Linda Burke’s earliest memory was standing in her pyjamas with her older brother at the top of the stairs looking down at her father.  He was holding a loaded shotgun and shouting that he would blow their heads off.  She would have been three or four at the time.

Her mother Ann is on trial in the Central Criminal Court, charged with murdering the man whose abuse was catalogued for the jury today.  Linda described sitting in school on a Tuesday, the day her father was paid his dole when she was a child.  Those days her mind was not on her lessons as she worried about what row would meet her when she went home.

When she was six her father taught her to tell the time.  When she got the little and big hands mixed up he hit her across the face.  When she cried in the face of the stinging pain he hit her to shut up and when she couldn’t he picked her up and threw her across the room.

Her father and mother were always fighting, she told the court.  When she was thirteen her father hit her mother over the head with a sweeping brush, splitting her forehead open.  He wouldn’t let Linda call for an ambulance forcing her to treat her mother herself as best she could.

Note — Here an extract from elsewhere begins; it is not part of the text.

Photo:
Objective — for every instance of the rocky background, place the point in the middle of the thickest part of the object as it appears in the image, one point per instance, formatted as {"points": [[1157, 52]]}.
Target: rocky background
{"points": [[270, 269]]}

Ann Burke had also had a childhood marred by violence.  Her father, a carpenter, would hit the pub every Sunday, arriving home to batter his wife and children and throw the dinner on the floor.  She told psychiatrists after the killing about lying in bed waiting for her father to come home drunk on a Sunday night.

Her mother eventually took a stand when she was diagnosed with cancer.  Ann’s eldest brother was still living at home, a quiet man who had never married and who was completely unable to stand up to his father.  Their mother got a barring order against their father banning from the family home but by then the damage had already been done and Ann, the baby of the family, was already destined to follow in her footsteps.

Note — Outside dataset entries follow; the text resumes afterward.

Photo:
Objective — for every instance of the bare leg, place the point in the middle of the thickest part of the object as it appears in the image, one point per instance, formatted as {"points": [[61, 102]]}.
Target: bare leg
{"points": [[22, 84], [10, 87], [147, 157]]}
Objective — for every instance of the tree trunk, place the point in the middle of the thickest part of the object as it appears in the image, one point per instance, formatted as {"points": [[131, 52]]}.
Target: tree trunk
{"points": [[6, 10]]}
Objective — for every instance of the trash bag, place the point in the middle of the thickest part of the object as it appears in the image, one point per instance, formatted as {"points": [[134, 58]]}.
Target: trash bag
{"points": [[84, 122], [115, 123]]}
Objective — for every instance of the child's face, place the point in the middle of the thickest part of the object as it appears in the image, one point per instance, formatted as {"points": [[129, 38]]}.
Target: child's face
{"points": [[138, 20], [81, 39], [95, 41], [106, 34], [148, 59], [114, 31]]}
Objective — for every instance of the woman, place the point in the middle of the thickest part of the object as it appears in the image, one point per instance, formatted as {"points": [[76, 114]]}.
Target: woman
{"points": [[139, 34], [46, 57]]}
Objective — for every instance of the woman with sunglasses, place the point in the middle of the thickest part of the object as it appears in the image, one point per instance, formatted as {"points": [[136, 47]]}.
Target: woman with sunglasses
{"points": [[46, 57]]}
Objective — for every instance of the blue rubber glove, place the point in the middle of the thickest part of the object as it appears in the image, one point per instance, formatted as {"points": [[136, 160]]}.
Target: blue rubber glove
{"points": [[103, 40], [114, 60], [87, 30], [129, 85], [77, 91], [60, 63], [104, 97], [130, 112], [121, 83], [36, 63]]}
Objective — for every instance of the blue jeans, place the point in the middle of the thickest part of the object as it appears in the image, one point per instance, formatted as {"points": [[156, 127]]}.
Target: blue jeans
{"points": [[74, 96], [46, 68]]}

She left school at thirteen to follow her siblings into a knitwear factory.  She met Pat Burke when she was 18 or 19.

Ann Burke didn’t consider it odd when her new husband beat her.  It was all she had ever known.  But the abusive life eventually took it’s toll.  She started drinking because it was the only way she had enough courage to stand up to her husband’s drunken rages.  She had tried to leave but always went back to him.  The barring order she eventually took out in 2004 was short lived.  Pat Burke simply refused to go.

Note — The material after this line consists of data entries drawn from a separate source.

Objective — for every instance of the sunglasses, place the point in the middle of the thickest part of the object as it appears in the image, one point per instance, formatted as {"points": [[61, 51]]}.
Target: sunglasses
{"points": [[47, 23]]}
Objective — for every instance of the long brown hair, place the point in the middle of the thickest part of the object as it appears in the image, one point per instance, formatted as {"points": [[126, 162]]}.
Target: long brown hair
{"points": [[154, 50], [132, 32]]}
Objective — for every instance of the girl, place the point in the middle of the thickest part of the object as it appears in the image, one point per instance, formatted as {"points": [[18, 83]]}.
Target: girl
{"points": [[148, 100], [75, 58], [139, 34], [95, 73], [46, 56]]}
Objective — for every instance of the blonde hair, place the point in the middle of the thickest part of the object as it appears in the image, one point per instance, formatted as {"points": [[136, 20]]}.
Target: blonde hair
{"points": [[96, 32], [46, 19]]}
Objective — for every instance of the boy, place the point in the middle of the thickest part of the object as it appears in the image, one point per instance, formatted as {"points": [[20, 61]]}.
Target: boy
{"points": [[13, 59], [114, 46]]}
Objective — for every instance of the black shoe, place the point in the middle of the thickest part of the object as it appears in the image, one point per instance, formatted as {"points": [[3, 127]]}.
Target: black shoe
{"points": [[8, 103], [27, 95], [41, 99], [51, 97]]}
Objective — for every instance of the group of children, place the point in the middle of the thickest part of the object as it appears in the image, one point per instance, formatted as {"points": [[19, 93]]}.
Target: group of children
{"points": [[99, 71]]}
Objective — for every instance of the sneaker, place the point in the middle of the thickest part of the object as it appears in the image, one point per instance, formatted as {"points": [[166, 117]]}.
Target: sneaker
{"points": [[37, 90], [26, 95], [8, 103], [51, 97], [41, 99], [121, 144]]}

By the time August 2007 arrived she was suffering from a severe depressive illness.  Her self confidence was destroyed, she felt worthless and thought that her children’s lives would be better if she took her own life, sparing them the constant rows.  She told the psychiatrists she spoke to that her husband had taken to raping her when she refused him sex and she could not see any way out of her situation.

On August 19th 2007, after her husband had arrived home in the small hours of the morning drunk and abusive yet again, she picked up the hammer that was lying in the bedroom and hit him over the head around 23 times, shattering his skull and irreparably damaging his brain.  Pat Burke would have died quickly from his injuries.  Ann Burke wanted to follow him.

Psychiatrists for both the Defence and the Prosecution agreed that she acted with diminished responsibility as a result of the mental illness she was suffering from.  They told the jury the depression existed even when she wasn’t drinking and alcohol, while present, was not the driving force between the attack.  Her feelings of desperation had driven her to the violent and tragic act.

The case is expected to finish tomorrow.  The speeches won’t be long.  Then it’s up to the jury.